Faced with challenges like these, it’s easy to see why enterprises want to ensure that their IT infrastructure can quickly adapt to future demands. But with demands on data centres growing faster than ever, achieving this goal is no easy task. It’s for this reason that I’m
often asked for advice on how to future-proof a data centre, but the truth is you can’t. There is no single way to prepare a data centre for the future, but what you can do is build a data centre capable of evolving.

Better planning
When planning a data centre many businesses have miscalculated their future needs and built one that is too small. Fearful of making this mistake, many more have built data centres that are too big.

The advent of virtualisation was to blame for many mistakes like this a few years ago. Businesses built data centres on the proviso that they would only be able to run one application per server. Then along came virtualisation and suddenly they could run multiple, virtual servers on a single physical machine, conserving a vast amount of power, money and space. All of a sudden they had lots of spare servers gathering dust.

Although virtualisation is now commonplace, many businesses still encounter problems with their data centres stemming from poor planning in the building phase. In order to properly plan a data centre, it’s important to take a holistic view of the design and build. In some cases, people have been put in charge of different sections of a data centre and a lack of communication has led to problems. For example, if one person ups the server density without telling the person managing air cooling systems, the data centre could overheat too quickly.
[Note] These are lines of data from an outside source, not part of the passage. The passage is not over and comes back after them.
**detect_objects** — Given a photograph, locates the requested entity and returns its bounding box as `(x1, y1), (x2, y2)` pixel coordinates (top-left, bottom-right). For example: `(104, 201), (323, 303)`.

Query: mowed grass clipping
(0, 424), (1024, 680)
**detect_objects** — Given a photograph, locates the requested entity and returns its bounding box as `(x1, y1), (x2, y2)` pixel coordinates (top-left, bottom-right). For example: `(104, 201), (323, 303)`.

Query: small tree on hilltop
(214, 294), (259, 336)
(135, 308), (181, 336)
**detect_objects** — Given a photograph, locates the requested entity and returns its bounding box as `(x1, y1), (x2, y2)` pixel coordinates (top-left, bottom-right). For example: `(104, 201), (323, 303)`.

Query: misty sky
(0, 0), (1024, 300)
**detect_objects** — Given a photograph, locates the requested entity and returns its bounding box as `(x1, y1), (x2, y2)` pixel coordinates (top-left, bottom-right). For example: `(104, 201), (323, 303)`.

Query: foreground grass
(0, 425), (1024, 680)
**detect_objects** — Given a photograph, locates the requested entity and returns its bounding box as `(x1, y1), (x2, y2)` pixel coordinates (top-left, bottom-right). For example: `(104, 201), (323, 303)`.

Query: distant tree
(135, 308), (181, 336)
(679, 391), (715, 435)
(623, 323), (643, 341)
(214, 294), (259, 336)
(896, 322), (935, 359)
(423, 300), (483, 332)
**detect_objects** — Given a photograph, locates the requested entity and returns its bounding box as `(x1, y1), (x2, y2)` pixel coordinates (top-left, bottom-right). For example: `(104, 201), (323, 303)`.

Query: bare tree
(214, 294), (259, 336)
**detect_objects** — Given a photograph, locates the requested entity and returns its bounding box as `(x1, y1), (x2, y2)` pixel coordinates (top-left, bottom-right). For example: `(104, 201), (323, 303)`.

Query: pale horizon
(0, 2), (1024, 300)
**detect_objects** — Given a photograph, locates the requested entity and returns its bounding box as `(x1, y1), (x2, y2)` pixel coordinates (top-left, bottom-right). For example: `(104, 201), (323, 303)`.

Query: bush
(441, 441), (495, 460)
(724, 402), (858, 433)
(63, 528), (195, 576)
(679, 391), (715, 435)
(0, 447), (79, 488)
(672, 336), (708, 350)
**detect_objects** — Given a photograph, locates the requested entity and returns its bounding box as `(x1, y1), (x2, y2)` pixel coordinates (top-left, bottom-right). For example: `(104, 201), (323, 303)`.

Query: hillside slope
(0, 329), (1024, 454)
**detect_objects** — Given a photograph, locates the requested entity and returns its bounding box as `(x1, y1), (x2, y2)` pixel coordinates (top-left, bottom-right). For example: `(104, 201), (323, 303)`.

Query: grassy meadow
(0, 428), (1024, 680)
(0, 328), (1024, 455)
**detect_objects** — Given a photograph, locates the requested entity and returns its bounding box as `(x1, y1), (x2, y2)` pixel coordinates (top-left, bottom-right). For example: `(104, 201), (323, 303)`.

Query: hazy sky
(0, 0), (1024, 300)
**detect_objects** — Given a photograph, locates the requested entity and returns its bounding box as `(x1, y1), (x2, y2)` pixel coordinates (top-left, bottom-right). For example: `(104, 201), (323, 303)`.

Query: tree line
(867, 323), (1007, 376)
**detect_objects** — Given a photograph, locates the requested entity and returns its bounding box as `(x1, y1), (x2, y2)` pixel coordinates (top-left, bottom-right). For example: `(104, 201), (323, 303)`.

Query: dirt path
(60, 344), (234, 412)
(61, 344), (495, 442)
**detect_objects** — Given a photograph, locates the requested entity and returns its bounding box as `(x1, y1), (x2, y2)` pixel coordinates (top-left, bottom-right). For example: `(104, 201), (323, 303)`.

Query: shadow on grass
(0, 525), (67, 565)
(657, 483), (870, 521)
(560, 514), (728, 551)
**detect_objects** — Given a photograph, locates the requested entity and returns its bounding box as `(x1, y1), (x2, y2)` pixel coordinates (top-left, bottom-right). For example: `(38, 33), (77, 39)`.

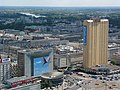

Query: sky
(0, 0), (120, 7)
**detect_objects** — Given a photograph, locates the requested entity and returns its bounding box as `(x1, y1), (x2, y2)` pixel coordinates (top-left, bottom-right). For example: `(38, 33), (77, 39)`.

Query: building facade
(17, 49), (53, 76)
(83, 19), (109, 68)
(0, 58), (11, 81)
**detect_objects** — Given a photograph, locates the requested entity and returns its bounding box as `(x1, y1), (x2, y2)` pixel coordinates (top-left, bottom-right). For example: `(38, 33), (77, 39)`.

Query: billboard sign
(33, 56), (50, 76)
(83, 26), (87, 45)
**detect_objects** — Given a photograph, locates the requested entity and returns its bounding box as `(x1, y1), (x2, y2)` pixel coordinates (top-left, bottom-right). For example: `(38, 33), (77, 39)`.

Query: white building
(0, 58), (11, 81)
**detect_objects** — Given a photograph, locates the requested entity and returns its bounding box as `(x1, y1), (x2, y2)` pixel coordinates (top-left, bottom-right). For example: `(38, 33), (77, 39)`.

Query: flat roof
(6, 76), (32, 83)
(91, 64), (120, 71)
(41, 71), (63, 79)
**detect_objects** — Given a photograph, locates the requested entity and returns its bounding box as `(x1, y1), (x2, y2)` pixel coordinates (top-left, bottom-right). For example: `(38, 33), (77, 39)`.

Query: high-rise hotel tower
(83, 19), (109, 68)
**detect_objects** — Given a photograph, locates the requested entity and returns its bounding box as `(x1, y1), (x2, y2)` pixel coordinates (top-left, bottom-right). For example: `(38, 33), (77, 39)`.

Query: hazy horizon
(0, 0), (120, 7)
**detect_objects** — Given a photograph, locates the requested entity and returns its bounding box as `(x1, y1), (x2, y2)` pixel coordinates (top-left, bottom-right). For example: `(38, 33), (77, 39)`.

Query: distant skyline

To avoid any issues like this, there are a number of planning tools that you can take advantage of. A Data Centre Infrastructure Management (DCIM) solution will give you a view of the data centre as a whole, allowing you to manage all parts of the data centre, and see how they connect. This can help you to control power costs, reduce the risk of downtime, and boost operational efficiency.

In addition to this, you can also use data centre capacity planning tools to calculate how much capacity you will need in the future as your requirements change.

Pain-free upgrades
Every business’ needs change, so it’s vital you make sure your data centre can grow with your business. Rather than building a data centre you can ‘grow into’, it’s best to build one that you can expand in stages as and when necessary, without too much disruption. At the simplest level, this can mean ensuring that there is enough physical space to add new cables or servers in the future.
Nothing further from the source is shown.